In a wide-ranging speech followed by a Q and A session, Tillerson dwelt on the growing economic, defense and counter-terrorism cooperation with India, but highlighted the “scourge” of terrorism that must be contained by a greater effort from Pakistan.

“India is a partner for peace in Afghanistan,” Tillerson said. And while “Pakistan too is an important partner in South Asia,” he added, “We expect Pakistan to take decisive action against terror groups within its borders.”

Tillerson said Washington wished to be helpful in reducing tensions on the India-Pakistan border and pointed to the recent declaration of the Hizb-ul Mujahideen which operates in Indian Kashmir, as a terror group by the State Department. The U.S. and India, he said, are “leading the effort against terrorism” in the region.

The United States sees Afghanistan as a regional issue, Tillerson stressed. If the threat of terror groups is removed in Afghanistan, “the greatest beneficiary would be Pakistan and Afghanistan,” he said answering a question on future U.S. policy toward Afghanistan. “So our message to the Taliban is ‘we’re not going anywhere. We’re going to be here as long as it takes’.”

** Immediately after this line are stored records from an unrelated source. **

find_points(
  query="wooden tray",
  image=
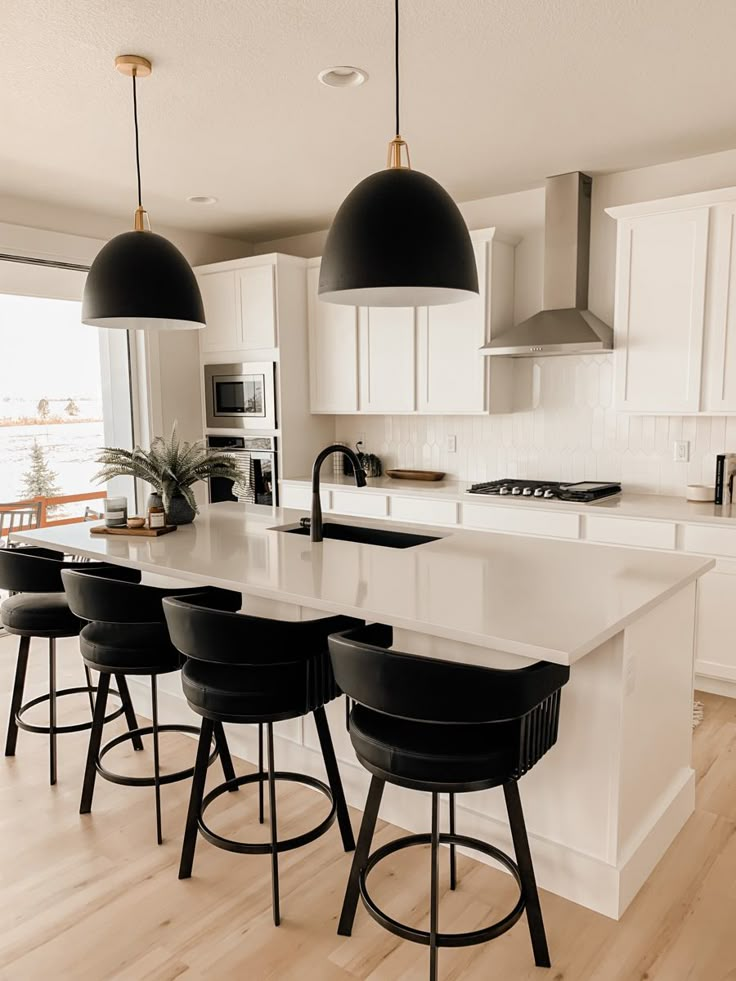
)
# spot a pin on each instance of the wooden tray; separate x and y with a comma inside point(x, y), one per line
point(416, 474)
point(136, 532)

Pakistan recently helped rescue an American woman, her Canadian husband, and their three children from the Taliban, acting on U.S. intelligence information. That came short on the heels of Washington’s warning about cutting off aid if Islamabad did not act against internal terror groups in Pakistan, and the Hizb-ul decision.

Just as Tillerson was speaking at the CSIS, Vice President Mike Pence engaged in a call with Pakistan’s Prime Minister Shahid Khaqan Abbasi, and conveyed a qualified message of thanks to Islamabad.

According to a readout of the call provided by the White House, Pence thanked Abbasi for his government’s assistance in recovering U.S. and Canadian hostages that were being held captive by the Haqqani Taliban Network in the tribal areas of Pakistan. “Vice President Pence noted this effort as an important development in Pakistan’s support to the U.S. strategy against terrorism in the region, but highlighted that cooperation against militant groups must be continued and sustained.”

Just as he did during the meeting the two had in New York last month, the Vice President again discussed ways that Pakistan could work with the United States and others to bolster stability and security for all in South Asia, the White House readout said.

In his speech and during the Q and A session that followed, Tillerson discussed the security threats in the Indo-Pacific region and praised the trilateral arrangement between Tokyo, Washington and New Delhi. He accused China of breaking international norms of behavior in the South China Sea, which he said threaten the goals of India and the U.S. The U.S.-India maritime cooperation complimented India’s “Act East” policy, he contended. He addressed “predatory economics” (possibly implying China’s economic relations in the region) that was a danger in the Indo-Pacific region, where emerging economies needed access to alternative ways to get resources. The goal was to build a “free and open” Indo-Pacific region, he said answering a question about the U.S. policy.

India and the United States formed the “book-ends of stability” at two ends of the world, the Secretary said and, “The security concerns of India are of concern to the United States.”

In a period of uncertainty in the world, “India needs a reliable partner on the world stage, and the United States is that partner,” Tillerson said, adding, “It is time to double-down on the democratic partner,” who he said, “is rising steadily and will rise for the next 100 years.”

President Trump and India’s Prime Minister Narendra Modi, he said, are committed to building an “ambitious partnership” and Washington wants to “dramatically deepen” the relationship.